So nobody ever looks at or updates their livejournal anymore. I decided maybe I would. Not that I have much to say...but...

I think I already read this to most people, but I decided to post i anyway. It's from that book that I was talking to max about when I think I said something along the lines of, "I'm reading....it's terrible." Actually, it's from this book called The History of Love, and it's really not that terrible...it's just weird.

okay, so it's wicked long...but I think it's really good/helpful/applies to a lot of people.
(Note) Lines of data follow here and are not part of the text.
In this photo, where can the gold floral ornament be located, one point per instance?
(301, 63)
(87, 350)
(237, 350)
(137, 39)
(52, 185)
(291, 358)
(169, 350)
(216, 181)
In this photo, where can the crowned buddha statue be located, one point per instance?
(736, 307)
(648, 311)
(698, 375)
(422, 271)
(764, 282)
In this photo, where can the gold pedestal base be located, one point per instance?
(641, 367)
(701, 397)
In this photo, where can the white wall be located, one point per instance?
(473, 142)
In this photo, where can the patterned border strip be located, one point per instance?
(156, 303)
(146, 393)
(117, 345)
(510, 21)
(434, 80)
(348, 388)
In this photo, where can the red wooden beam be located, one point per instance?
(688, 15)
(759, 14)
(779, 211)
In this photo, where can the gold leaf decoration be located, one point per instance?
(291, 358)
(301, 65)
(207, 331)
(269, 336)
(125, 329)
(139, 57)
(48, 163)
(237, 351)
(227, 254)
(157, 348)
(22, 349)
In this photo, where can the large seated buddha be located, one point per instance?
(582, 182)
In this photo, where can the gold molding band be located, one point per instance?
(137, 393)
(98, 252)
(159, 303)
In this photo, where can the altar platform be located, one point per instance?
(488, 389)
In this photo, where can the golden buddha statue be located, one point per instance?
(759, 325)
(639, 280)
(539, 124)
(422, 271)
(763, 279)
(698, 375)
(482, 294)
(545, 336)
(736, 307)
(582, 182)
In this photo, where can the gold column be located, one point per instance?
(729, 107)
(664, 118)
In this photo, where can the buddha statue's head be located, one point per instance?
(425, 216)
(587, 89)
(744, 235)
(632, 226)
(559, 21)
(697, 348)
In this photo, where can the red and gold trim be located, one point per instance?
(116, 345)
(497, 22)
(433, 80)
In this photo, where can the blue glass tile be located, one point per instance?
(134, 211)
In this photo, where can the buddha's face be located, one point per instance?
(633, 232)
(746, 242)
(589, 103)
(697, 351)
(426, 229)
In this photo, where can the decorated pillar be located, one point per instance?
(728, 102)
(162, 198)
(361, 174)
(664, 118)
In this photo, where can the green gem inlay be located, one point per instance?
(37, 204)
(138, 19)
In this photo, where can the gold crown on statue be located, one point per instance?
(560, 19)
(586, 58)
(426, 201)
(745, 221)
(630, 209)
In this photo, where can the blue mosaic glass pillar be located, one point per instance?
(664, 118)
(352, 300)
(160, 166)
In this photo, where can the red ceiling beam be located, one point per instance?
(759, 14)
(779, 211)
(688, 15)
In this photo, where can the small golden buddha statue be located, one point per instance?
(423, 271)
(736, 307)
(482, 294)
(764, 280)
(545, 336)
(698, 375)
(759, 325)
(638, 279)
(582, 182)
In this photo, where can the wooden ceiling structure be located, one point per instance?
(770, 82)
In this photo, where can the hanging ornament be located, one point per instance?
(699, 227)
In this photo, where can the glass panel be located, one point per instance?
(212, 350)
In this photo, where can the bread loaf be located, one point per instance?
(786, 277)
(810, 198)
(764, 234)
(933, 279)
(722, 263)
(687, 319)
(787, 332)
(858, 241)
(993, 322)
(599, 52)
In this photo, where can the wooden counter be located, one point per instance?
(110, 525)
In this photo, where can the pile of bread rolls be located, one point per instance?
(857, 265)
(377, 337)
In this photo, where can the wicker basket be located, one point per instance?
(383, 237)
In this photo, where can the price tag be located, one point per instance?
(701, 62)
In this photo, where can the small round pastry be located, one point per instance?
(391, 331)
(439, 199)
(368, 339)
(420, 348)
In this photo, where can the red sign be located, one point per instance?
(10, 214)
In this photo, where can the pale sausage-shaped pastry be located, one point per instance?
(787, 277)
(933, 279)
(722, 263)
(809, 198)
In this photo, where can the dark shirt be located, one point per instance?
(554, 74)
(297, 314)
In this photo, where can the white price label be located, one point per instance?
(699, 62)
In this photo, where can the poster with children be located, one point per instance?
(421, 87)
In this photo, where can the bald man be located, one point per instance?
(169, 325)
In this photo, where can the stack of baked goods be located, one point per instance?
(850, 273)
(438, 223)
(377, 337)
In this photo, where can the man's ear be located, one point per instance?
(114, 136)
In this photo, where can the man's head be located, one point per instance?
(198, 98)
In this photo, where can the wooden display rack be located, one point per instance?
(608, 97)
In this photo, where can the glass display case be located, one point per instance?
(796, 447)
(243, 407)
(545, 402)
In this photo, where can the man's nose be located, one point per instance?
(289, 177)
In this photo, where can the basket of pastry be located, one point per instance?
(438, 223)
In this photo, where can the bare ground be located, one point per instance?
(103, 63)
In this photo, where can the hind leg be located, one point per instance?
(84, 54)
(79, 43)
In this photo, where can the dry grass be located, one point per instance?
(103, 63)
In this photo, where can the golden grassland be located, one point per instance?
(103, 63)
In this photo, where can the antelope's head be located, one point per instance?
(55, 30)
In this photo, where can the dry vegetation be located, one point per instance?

"If you remember the first time you saw Alma, you also remember the last. She was shaking her head. Or disappearing across a field. Or through your window. Come back, Alma! you shouted. Come back! Come back!
"But she didn't.
"And though you were grown up by then, you felt as lost as a child. And though your pride was broken, you felt as vast as your love for her. She was gone, and all that was left was the space where you'd grown around her, like a tree that grows around a fence.
"For a long time, it remained a hollow. Years, maybe. And when at last it was filled again, you knew that the new love you felt for a woman would have been impossible without Alma. If it weren't for her, there would have never been an empty space, or the need to fill it.
"Of course, there are certain cases in which the boy in question refuses to stop shouting at the top of his lungs for Alma. Stages a hunger strike. Pleads. Fills a book with his love. Carries on until she has no choice but to come back. Every time she tries to leave, knowing it's what has to be done, the boy stops her, begging like a fool. And so she always returns, no matter how often she leaves or how far she goes, appearing soundlessly behind him and covering his eyes with her hands, spoiling for him anyone who could ever come after her."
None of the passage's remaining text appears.